The Democratic platform contains the same political boilerplate, but focuses more on what the party won't do to fix the underlying problems, and mentions only one policy prescription - raising revenue by taxing part of incomes over $250,000.
There's no doubt that the Social Security trust fund is in trouble and that some sort of action needs to be taken ... you can read the Trustee's Report Summary yourself to get the bad news. There are a number of reasons for this, and the biggest is demographic: the population is getting older, more people are retiring, and fewer young people are entering the workforce to pay the taxes to keep it going.
But the picture is not all bleak - there are a lot of things the federal government can do to shore up the Social Security program, not all of them popular or, in the current environment, politically doable. This Motley Fool article provides a good summary of what we might be able to do with sufficient political will and a heretofore unseen willingness of Republicans and Democrats to work together and make hard choices.

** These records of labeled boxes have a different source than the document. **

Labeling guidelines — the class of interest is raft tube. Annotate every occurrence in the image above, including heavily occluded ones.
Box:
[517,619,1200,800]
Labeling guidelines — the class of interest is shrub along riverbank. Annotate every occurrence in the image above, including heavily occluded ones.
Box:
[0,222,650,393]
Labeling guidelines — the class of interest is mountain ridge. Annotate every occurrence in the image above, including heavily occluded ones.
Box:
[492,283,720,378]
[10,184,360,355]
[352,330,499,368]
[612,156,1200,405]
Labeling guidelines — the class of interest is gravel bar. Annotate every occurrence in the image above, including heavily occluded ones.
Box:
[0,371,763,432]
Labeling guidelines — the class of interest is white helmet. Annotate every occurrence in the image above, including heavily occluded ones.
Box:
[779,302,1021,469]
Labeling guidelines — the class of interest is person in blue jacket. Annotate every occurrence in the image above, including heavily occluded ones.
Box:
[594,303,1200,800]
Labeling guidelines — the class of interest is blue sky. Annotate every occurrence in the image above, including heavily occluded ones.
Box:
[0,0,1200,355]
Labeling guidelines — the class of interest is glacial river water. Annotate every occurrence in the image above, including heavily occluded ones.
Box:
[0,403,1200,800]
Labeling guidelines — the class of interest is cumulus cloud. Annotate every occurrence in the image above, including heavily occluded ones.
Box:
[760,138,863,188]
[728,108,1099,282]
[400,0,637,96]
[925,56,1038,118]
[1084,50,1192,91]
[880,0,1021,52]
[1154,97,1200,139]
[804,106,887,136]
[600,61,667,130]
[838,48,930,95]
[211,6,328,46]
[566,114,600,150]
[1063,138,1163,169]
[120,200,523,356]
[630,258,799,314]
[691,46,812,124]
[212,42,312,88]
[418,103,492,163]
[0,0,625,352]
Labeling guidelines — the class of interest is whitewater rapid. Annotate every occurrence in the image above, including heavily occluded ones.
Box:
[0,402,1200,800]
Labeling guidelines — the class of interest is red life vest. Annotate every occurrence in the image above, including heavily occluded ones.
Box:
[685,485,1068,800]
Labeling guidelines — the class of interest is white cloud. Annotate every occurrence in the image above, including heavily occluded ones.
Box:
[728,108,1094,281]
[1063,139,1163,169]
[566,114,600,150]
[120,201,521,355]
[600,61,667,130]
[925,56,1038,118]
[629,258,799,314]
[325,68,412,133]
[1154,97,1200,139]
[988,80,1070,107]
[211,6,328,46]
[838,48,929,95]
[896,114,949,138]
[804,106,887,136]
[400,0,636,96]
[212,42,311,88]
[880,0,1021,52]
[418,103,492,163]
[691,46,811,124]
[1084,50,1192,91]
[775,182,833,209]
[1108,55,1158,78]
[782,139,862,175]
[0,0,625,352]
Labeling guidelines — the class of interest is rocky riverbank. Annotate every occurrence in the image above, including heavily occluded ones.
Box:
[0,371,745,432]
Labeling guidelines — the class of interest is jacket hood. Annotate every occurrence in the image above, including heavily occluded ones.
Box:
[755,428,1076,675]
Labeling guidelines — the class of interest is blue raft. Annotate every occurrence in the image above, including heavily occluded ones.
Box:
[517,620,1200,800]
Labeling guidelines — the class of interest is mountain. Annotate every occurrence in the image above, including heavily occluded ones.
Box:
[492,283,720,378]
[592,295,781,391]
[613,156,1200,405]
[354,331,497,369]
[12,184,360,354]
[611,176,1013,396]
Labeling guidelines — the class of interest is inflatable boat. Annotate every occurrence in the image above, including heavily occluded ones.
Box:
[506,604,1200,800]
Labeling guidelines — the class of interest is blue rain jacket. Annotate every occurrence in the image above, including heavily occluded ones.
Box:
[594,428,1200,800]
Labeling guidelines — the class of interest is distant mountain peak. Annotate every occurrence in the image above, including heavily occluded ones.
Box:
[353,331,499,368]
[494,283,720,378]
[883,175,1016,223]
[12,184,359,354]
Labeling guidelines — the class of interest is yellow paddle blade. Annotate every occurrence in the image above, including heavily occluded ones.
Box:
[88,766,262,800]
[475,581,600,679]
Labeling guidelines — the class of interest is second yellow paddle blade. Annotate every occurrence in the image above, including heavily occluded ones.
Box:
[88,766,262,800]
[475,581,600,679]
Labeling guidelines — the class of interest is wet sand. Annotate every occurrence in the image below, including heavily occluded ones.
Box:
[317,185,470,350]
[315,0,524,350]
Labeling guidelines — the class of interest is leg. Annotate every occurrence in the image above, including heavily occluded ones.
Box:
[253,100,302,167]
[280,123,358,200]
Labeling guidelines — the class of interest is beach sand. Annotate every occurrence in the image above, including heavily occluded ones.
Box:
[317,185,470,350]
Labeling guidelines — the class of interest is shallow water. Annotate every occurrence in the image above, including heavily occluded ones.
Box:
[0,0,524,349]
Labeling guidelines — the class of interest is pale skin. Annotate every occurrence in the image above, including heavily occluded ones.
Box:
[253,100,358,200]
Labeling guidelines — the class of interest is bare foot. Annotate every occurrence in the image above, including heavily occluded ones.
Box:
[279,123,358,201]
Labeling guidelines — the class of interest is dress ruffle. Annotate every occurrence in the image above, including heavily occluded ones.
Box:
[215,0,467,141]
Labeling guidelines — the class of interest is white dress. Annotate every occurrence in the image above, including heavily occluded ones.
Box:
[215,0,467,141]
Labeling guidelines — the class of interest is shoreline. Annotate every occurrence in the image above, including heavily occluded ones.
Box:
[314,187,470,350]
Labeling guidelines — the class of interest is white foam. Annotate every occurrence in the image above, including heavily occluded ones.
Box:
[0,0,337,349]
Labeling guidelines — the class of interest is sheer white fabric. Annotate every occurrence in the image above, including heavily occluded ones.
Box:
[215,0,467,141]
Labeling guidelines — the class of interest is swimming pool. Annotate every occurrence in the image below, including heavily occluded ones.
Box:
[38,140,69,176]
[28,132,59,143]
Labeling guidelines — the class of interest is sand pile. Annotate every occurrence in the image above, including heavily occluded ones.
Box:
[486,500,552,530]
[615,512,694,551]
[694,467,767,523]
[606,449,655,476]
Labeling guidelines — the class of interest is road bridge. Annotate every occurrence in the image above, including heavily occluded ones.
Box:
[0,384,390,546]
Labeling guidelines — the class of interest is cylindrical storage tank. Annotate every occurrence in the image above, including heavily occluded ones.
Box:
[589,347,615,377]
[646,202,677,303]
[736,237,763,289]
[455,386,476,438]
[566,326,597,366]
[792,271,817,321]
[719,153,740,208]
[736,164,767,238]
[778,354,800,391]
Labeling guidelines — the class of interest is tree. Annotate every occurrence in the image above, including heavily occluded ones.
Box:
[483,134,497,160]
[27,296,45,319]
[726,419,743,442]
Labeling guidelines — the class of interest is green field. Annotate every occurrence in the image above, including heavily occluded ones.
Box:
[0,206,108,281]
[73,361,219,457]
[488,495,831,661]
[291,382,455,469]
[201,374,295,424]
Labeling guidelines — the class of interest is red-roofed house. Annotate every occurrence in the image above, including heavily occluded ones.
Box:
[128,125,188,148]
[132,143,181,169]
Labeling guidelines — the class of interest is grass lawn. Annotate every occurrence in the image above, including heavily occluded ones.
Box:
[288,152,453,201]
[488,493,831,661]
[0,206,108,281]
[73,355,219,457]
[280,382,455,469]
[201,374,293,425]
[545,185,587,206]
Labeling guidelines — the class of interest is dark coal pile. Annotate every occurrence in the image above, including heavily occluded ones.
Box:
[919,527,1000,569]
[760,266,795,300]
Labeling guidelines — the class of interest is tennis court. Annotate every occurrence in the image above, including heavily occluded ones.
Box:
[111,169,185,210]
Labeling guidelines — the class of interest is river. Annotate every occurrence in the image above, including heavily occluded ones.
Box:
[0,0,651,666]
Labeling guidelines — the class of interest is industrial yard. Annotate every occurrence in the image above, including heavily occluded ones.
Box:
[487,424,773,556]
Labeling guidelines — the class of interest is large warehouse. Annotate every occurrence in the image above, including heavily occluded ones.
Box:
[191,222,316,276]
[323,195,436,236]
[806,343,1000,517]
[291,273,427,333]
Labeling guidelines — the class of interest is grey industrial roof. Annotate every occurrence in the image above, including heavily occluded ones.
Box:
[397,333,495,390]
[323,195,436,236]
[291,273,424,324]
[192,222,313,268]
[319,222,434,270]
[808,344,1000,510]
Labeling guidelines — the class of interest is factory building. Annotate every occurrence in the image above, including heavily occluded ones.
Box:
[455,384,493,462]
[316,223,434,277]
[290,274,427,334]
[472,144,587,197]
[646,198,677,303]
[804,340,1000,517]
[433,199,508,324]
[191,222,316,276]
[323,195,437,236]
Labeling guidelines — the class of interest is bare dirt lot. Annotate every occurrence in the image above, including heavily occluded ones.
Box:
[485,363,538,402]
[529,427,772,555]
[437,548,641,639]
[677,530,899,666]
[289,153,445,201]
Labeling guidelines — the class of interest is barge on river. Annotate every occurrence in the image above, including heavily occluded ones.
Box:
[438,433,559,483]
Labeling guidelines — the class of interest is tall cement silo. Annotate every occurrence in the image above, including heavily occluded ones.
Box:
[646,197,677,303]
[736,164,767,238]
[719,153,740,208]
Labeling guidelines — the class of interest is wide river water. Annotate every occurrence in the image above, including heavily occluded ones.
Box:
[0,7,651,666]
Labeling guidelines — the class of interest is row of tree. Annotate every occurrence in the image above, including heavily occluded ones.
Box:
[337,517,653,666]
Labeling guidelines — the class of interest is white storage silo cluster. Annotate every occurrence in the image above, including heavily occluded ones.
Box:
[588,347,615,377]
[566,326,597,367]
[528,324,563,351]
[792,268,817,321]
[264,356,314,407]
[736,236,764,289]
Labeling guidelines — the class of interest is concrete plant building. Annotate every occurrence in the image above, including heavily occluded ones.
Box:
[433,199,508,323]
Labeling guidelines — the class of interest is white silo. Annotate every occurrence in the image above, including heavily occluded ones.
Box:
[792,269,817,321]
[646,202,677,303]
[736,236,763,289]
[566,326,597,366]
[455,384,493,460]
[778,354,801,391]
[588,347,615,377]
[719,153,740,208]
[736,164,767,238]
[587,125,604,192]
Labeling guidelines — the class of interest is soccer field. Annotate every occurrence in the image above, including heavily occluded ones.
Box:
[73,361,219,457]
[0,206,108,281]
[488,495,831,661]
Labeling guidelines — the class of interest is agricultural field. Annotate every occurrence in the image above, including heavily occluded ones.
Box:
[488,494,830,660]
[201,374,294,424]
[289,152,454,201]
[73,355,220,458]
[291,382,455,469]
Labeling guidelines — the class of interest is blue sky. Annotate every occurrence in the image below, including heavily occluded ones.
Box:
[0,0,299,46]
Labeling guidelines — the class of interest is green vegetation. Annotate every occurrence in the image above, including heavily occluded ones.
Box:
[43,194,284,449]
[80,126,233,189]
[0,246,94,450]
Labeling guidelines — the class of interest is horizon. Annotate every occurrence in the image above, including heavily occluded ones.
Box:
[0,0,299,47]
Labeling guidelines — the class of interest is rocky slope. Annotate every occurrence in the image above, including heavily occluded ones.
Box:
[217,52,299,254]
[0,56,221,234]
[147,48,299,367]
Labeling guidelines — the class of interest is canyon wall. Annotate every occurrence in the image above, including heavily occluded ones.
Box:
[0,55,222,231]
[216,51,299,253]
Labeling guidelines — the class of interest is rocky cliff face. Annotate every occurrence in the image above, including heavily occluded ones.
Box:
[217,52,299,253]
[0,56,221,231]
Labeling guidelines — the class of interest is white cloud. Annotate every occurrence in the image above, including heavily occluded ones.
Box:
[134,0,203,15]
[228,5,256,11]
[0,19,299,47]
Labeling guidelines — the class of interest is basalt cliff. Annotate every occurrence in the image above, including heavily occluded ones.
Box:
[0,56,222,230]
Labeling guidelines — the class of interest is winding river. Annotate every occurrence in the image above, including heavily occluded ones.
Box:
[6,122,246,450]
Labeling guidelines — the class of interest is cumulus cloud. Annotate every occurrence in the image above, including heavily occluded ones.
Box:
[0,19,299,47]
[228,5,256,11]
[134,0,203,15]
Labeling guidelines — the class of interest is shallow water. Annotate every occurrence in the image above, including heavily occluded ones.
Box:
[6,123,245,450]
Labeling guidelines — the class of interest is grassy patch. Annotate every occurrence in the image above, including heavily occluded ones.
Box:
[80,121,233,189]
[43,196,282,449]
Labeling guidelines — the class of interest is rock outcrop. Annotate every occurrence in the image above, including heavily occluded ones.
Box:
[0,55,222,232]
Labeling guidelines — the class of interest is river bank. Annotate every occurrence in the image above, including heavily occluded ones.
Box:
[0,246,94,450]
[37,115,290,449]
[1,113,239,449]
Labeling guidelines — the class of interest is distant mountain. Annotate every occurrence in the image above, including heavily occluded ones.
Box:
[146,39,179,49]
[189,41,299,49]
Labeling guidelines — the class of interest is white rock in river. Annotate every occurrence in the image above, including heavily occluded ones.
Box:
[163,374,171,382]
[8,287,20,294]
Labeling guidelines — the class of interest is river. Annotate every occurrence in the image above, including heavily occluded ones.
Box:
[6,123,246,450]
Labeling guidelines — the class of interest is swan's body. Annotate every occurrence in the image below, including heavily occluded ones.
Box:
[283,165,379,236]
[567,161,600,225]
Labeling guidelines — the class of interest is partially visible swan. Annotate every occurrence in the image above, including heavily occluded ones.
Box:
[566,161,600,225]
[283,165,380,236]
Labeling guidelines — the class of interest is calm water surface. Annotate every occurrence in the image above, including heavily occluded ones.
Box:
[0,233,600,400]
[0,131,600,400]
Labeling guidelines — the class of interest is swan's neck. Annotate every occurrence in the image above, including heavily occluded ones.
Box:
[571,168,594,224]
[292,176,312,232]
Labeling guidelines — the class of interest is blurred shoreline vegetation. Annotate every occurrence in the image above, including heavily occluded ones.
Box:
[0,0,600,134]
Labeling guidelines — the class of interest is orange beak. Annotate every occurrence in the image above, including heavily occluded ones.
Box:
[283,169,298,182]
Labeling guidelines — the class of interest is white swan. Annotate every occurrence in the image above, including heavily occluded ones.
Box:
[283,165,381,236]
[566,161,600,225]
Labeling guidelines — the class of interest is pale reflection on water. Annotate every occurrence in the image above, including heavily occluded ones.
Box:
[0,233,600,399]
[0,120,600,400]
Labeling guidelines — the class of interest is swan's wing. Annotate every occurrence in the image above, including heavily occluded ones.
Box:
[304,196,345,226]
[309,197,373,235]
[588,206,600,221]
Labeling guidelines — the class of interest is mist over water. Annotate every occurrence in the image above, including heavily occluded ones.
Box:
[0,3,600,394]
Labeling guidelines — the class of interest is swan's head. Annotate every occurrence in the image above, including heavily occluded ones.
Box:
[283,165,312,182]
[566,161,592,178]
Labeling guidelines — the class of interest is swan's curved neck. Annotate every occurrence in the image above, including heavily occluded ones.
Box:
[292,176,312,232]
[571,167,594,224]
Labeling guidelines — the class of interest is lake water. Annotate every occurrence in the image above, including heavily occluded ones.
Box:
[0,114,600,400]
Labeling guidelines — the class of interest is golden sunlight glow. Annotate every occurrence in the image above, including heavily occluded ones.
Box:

Social Security is one of the best programs the federal government ever devised to help Real People, particularly those at the bottom of the economic pile†. It's not the "social disaster" painted by the GOP, but an important part of the lives of millions of people. It needs to be fixed, but the fixes need to be economically sound, not driven by political theories, and take into account how critical the program is to so many people.
In politics as in medicine, the Hippocratic Oath needs to apply: "First, do no harm." ††
Have a good day. More thoughts tomorrow.
** Republican Platform 2016, undated, pp 24-25.
*** 2016 Democratic Party Platform, July 21, 2016, page 6.
† There's a lot of misinformation out there about Social Security, a number of which are addressed in a two-part web presentation, "Myths and Misconceptions about Social Security, which you can read at the Social Security website here and here.